Sesuai dengan misi pemerintah menurunkan biaya logistik, ucap Elvyn, IPC siap memberikan pelayanan yang mudah, transparan dan akuntabel bagi semua pengguna jasa dan pelanggan. Dengan demikian, tidak ada tempat bagi orang atau oknum tertentu di pelabuhan melakukan pelanggaran, termasuk pungli.
“Sekarang semua aktivitas dan operasional di pelabuhan, terutama di Tanjung Priok termonitor secara digital. Salah satu tujuan semua ini adalah supaya tidak terjadi ekonomi biaya tinggi yang menambah beban biaya logistik secara keseluruhan,” katanya.
Sementara itu, Direktur The National Maritime Institute (Namarim), Siswanto Rusdi mengatakan, saat ini pungli memang sulit ditemukan di lapangan, terutama di terminal-terminal Pelabuhan Tanjung Priok. Digitalisasi yang dimulai dari penerapan Autogate System di gerbang pelabuhan tak lagi memungkinkan terjadinya interaksi pembayaran tunai oleh pengguna jasa dan konsumen.
Meski demikian, menurutnya, ada banyak faktor mengapa biaya logistik masih tinggi. Potensi biaya siluman bisa tersebar di seluruh stakeholder pelabuhan, mengingat di sana ada 18 instansi yang berperan sebagai regulator maupun operator.
“Tingginya biaya logistik tak lepas dari tingginya pergerakan peti kemas. Ada aturan Kemenhub misalnya, bahwa dalam waktu tiga hari, selesai atau tidak pengurusan dokumen, peti kemas harus keluar ke Pusat Logistik Berikat (PLB). Kemudian PLB banyak di bangun setelah isu dweling time bergulir pada tahun 2014 -2019. Nah, keberadaan PLB ini dimotori oleh teman-teman di Bea dan Cukai,” ujarnya.

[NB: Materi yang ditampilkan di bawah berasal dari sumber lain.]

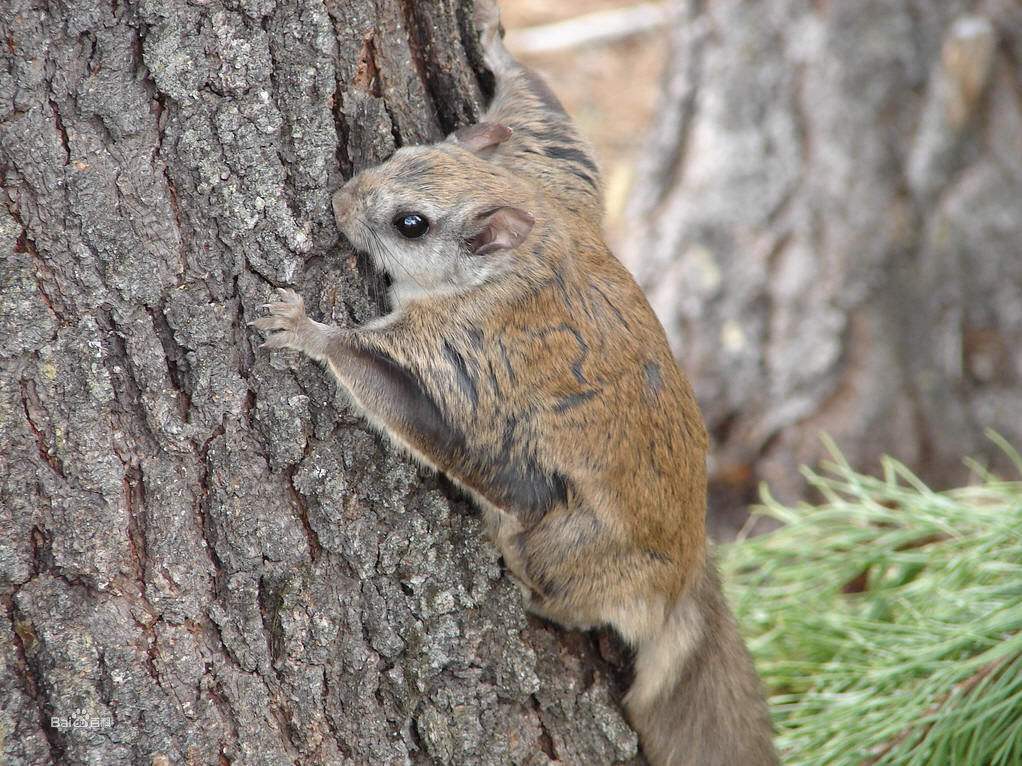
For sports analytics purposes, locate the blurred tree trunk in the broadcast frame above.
[622,0,1022,525]
[0,0,636,766]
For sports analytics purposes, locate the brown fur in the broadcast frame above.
[256,5,775,766]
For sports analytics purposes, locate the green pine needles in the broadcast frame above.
[722,436,1022,766]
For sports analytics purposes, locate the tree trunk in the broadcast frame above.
[623,0,1022,535]
[0,0,637,766]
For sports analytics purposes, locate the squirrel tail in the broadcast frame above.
[624,561,778,766]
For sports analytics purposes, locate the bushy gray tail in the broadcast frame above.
[625,562,778,766]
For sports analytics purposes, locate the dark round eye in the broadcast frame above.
[393,212,429,239]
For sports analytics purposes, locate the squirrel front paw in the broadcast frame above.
[248,288,331,358]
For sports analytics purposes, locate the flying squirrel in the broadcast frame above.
[252,0,777,766]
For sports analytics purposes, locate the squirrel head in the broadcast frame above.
[333,124,536,301]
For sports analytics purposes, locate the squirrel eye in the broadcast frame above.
[393,212,429,239]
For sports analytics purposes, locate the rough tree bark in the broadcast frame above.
[622,0,1022,535]
[0,0,637,766]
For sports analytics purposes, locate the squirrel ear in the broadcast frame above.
[448,123,511,154]
[466,207,536,255]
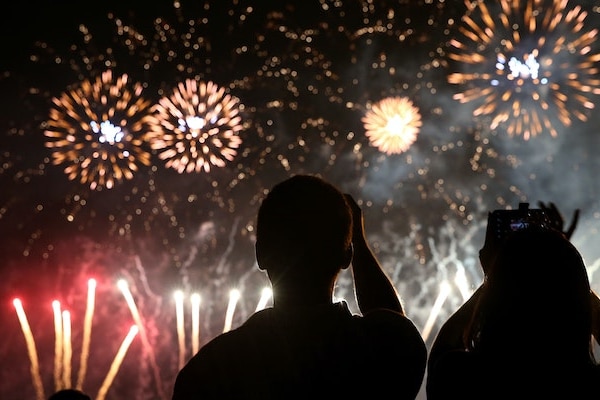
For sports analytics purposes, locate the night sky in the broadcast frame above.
[0,0,600,400]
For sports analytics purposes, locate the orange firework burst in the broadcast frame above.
[148,79,242,173]
[448,0,600,140]
[362,97,423,154]
[44,70,150,190]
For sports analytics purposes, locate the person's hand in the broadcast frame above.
[538,201,579,239]
[344,193,365,244]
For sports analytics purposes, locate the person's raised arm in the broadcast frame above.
[345,194,404,315]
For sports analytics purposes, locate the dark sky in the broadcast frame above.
[0,0,600,399]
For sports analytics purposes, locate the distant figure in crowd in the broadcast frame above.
[172,175,427,400]
[426,208,600,400]
[427,202,584,368]
[48,389,92,400]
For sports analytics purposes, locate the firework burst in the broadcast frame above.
[44,70,150,190]
[362,97,423,154]
[148,79,243,173]
[448,0,600,140]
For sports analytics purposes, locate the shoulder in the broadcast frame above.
[360,309,426,352]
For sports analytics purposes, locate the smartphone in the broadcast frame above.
[487,203,551,240]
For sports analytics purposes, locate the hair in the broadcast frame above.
[465,230,594,361]
[48,389,92,400]
[256,175,352,282]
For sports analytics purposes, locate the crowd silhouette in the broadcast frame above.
[172,175,600,400]
[35,174,600,400]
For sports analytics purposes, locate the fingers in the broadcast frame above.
[565,208,579,239]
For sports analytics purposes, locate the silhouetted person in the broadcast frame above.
[173,175,427,400]
[427,229,600,400]
[427,202,588,368]
[48,389,92,400]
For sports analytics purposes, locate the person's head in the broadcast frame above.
[48,389,92,400]
[466,230,592,357]
[256,175,352,287]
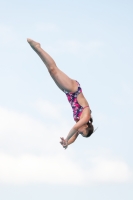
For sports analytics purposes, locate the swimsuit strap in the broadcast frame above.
[83,106,89,109]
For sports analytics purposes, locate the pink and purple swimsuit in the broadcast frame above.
[64,81,89,121]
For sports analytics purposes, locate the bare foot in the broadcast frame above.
[27,38,41,51]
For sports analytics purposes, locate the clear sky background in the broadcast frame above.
[0,0,133,200]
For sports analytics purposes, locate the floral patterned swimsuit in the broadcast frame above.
[64,81,89,121]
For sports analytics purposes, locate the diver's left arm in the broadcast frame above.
[64,116,89,146]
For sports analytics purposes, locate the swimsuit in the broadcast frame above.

Siswanto menjelaskan, dalam sistem kepelabuhanan di Indonesia, ada institusi dengan fungsi dan kewenangan yang signifikan, yaitu Otoritas Pelabuhan. Instansi di bawah Direktorat Perhubungan Laut Kementerian Perhubungan ini hadir tak lama setelah UU No. 17 Tahun 2008 tentang Pelayaran disahkan. Instansi ini ada di empat pelabuhan utama, yakni di Belawan, Tanjung Priok, Tanjung Perak dan Makassar.
Keberadaannya signifikan karena Otoritas Pelabuhan (OP) mewakili pemerintah sebagai regulator yang sebelumnya dipegang oleh PT Pelabuhan Indonesia atau Pelindo. Dengan kewenangannya, OP mengatur penyewaan lahan pelabuhan berikut infrastruktur lainnya.
Masalah lain yang penting untuk diselesaikan, lanjut Siswanto, adalah keberadaan fasilitas aparat keamanan, yang berpotensi dimanfaatkan untuk kebutuhan lain di luar dari tugas pokoknya. Selain itu, aksi premanisme terorganisir juga masih marak di luar area pelabuhan.“Kalau semua ini dibereskan, maka ada harapan biaya logistik bisa ditekan,” tuturnya.